For the most part, I am an open book. You guys get a general peek into my life. But the key word is general.
Every once in a while I discuss controversial or personal topics. But rarely do I take you all of the way in.
I started thinking about the things I rarely discuss with anyone. Believe it or not - there are some topics. For one, I rarely discuss my previous marriage. Eight years with my ex really did a number on me. There are probably dozens of stories that would just blow your mind. But I tend to censor those, since my family & friends read it. Let's just say - he was not a good person. I sometimes give him the benefit of the doubt because he comes off as a "good old boy." But the truth is, he was the biggest manipulator I have ever met.

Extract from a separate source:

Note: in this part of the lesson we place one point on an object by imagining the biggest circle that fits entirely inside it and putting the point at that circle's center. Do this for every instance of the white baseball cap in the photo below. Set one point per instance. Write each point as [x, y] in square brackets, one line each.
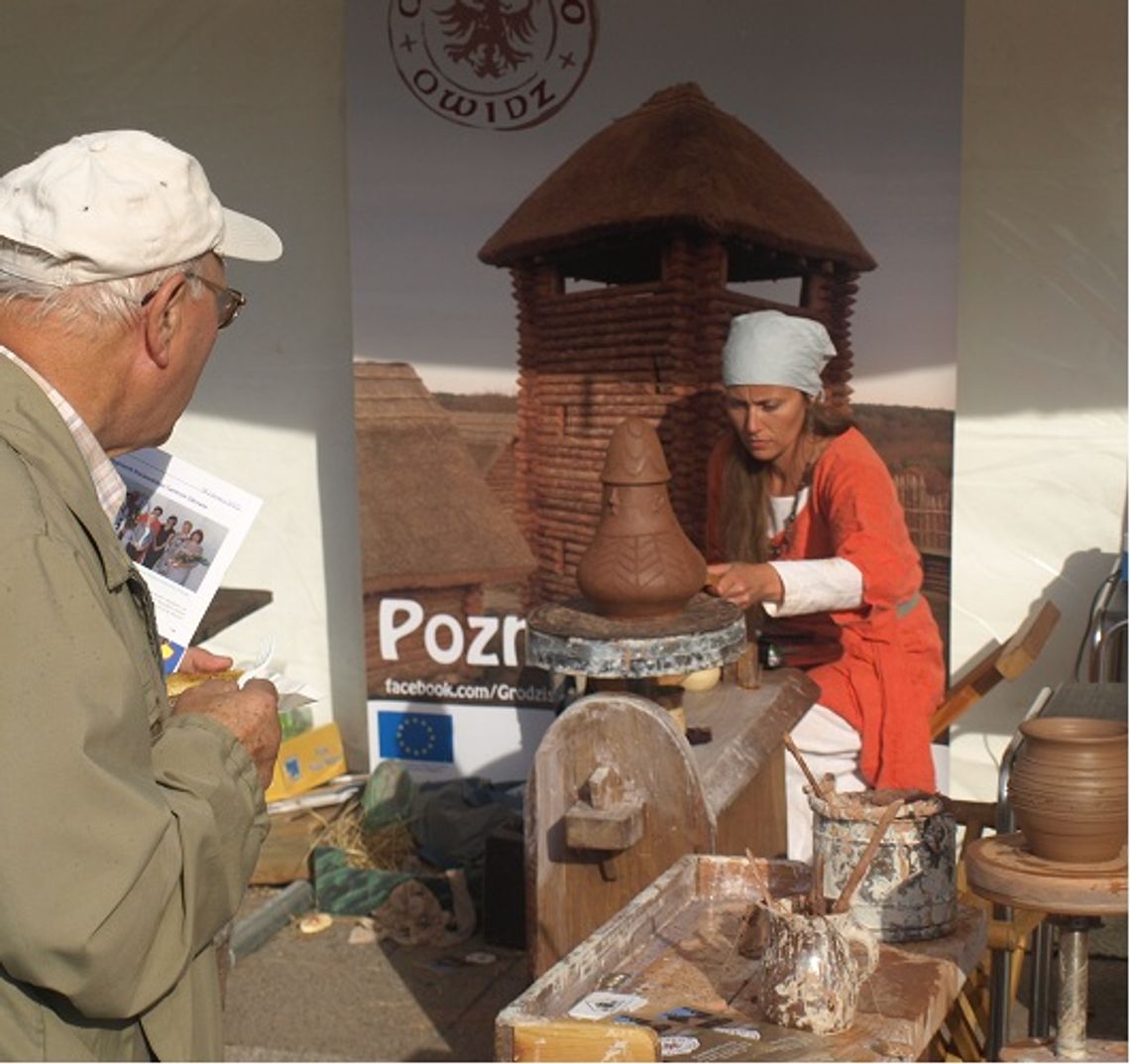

Another thing I don't like to talk about is the seven years I dealt with fighting off the "C" word. Those pesty little abnormal cells just kept regrowing and multiplying and coming back in different forms. Three procedures later, and a round of topical chemo (seriously - there is a kind that is for skin and is topical) - I was able to come out okay. In the end - it took my womb and caused some hormonal fluctuations.. but I am here.
I hardly ever go into great detail about my time with meningitis. That is a living hell.
Plus, I have never gone into great detail about my panic disorder. Ahhh.. didn't know about that one, did you? I have suffered from panic attacks since I was 8 years old. I rarely really go into that either.
I could go on and on and on. As I am sure many of you could. The difference may be this - I HATE not talking about it. I want to go into great detail. It sits inside of me like a pot about to boil over. But honestly.. there are sooo many details no one needs to know. It's considered private and personal... and yes, I do have to draw the line somewhere.
What issues make you want to draw the line and close the door?